It’s All Grief, Baby

It's All Grief, Baby.

Ok, so that sounds a little flip. and to be fair, it’s an overgeneralization. It is, however, what pops into my head so often as I’m struck by the thread of grief that runs through so many seemingly unconnected struggles and events.

There is grief not only in death, but in the loss of what we assume the world to be when we experience a trauma, loss of trust, loss of safety, in betrayal by a spouse or friend, in the “this isn’t what I expected” of new parenthood or a new marriage, in the loss of ourselves as we were following a medical diagnosis. There can even be an element of grief in the transitions in life that hold a bittersweet quality- the babies going off to school, the children turning into teenagers, the empty nest, the new move, the new chapter, the BIG birthday. It’s all grief, baby.

In all of these, grief cannot be ignored. In fact, the pushing away of it, the minimizing of it, only serves to demand more and more of our energy. Kind of like trying to keep a beach ball submerged under water. You take your hand off it for a second, don’t have the right angle on it, and it pops to the surface.
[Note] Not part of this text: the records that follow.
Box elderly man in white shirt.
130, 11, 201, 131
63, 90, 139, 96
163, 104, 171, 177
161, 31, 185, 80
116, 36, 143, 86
That takes a lot of energy, sometimes more than just holding it, letting it be.

Our culture does a fantastic job of pushing down that beach ball. “At least…” “Well, you still have…” “They’re in a better place.” “Stay busy.” “Oh, they grow so fast, enjoy every minute.” **Insert smile and half-hug here.** Have you ever asked a cashier at the store “No, really, how are you really doing?” It’s an awkward social experiment, but it will show you we really don’t generally make space for our truth in the day to day. and it’s kind of exhausting.

Can you make space? Do you have someone who can sit with you in your truth? Therapy can be a place to say the unsayable, feel the unfeelable (is that a word? It is now.). Practice being with our grief so that we learn how to hold it. A support group can also be a great place to be with other people who get it in the way that only other people who are carrying the same grief get it. In the day to day, pausing just a moment to acknowledge, “this is hard,” “I’m sad,” “I know I’m supposed to be enjoying this, but I’m just not right now,” can be a powerful first step toward a lightening of the weight of it.

A little further? A ritual can be a powerful acknowledgement, just for ourselves or with others, too. Light a candle, write a letter, send a letter/don’t send a letter, rip up a letter, make a photo album, get a tattoo/have a tattoo removed, become an advocate, frame a picture of the house, start a new tradition.

Our culture tells us “chin up,” but it is in the acknowledgement of the grief and holding a little space for the grief that we can truly begin to find a little more peace and authenticity.